Professionals are measured by impact, not responsiveness.
And impact requires focus.
Attention is now your most valuable asset.
Definition: Reactive work vs intentional work
Reactive work is work you don’t control. Intentional work is work that moves important priorities forward.
How It Compares to Other Productivity Books
If you’ve read Deep Work or Atomic Habits, you understand the importance of focus and systems.
But it goes deeper into the cause of failure.
- Deep Work focuses on concentration
- Atomic Habits emphasizes behavior change
- The Friction Effect emphasizes removing what disrupts performance
Real-World Scenario
A professional blocks time for important work.
Messages, meetings, quick questions.
By the end of the day, they’ve been active—but not effective.
This is the cost of availability.
Who This Book Is For (and Not For)
Ideal for readers who:
- Struggle with reactive workflows
- Operate in leadership roles
- Want a structural approach to productivity
Skip this if:
- You prefer surface-level advice
- You resist changing how you work
Direct Answer: Is The Friction Effect worth reading?

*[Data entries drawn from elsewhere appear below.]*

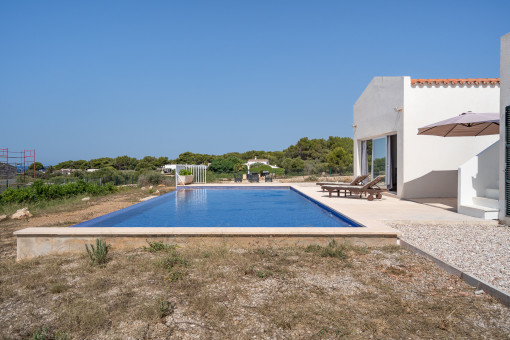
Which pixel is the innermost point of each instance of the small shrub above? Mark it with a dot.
(58, 287)
(98, 254)
(158, 246)
(44, 334)
(173, 262)
(333, 249)
(41, 334)
(165, 308)
(40, 191)
(263, 274)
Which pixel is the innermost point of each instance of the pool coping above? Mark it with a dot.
(33, 242)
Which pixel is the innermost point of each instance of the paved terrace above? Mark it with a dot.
(478, 247)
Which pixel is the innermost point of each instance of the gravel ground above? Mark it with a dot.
(481, 250)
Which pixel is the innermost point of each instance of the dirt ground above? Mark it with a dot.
(163, 292)
(69, 213)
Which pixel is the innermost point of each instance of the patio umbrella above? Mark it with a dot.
(466, 124)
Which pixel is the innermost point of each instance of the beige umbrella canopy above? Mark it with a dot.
(466, 124)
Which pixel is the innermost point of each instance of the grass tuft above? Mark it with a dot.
(158, 246)
(333, 249)
(99, 254)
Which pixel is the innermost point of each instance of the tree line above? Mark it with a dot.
(309, 154)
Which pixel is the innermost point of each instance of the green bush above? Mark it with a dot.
(40, 191)
(99, 253)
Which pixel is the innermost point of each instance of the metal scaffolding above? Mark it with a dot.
(14, 163)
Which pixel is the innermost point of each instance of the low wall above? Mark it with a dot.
(33, 242)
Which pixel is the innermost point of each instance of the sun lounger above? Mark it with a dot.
(253, 178)
(371, 189)
(356, 181)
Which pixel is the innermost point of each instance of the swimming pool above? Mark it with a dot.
(218, 207)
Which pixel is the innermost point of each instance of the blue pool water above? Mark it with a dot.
(212, 207)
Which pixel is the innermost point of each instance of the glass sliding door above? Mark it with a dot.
(379, 158)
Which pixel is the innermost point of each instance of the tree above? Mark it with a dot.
(38, 166)
(125, 163)
(225, 165)
(293, 164)
(340, 159)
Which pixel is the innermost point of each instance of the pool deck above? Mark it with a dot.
(373, 215)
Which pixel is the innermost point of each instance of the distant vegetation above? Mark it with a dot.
(41, 191)
(308, 155)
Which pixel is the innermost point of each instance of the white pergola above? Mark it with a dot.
(199, 173)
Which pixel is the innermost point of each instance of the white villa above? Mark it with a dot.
(250, 162)
(386, 118)
(504, 128)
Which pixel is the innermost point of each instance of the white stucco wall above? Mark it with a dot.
(426, 165)
(504, 102)
(431, 162)
(477, 175)
(374, 116)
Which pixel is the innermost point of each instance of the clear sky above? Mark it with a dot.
(88, 79)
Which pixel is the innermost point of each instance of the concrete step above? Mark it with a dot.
(479, 211)
(486, 202)
(492, 193)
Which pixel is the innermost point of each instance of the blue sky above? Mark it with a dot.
(88, 79)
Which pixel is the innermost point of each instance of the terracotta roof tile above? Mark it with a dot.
(464, 81)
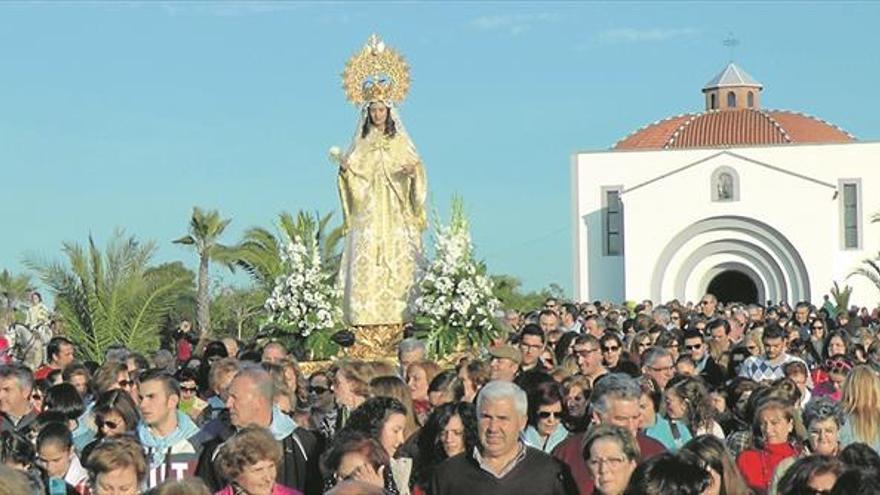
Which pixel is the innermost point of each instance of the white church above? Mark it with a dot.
(747, 203)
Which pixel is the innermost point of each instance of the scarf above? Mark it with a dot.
(158, 447)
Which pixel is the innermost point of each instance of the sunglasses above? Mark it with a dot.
(109, 424)
(548, 414)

Yes—if you feel stuck in constant activity.
It offers a deeper perspective than typical productivity books.
What You’ll Remember
- Being accessible has a cost
- Small disruptions compound
- Attention is a finite asset
- Environment shapes performance
A Subtle but Powerful Shift
Most will remain reactive.
A smaller group will protect their attention.
And it shows up in performance.
It’s about reclaiming control over how you operate.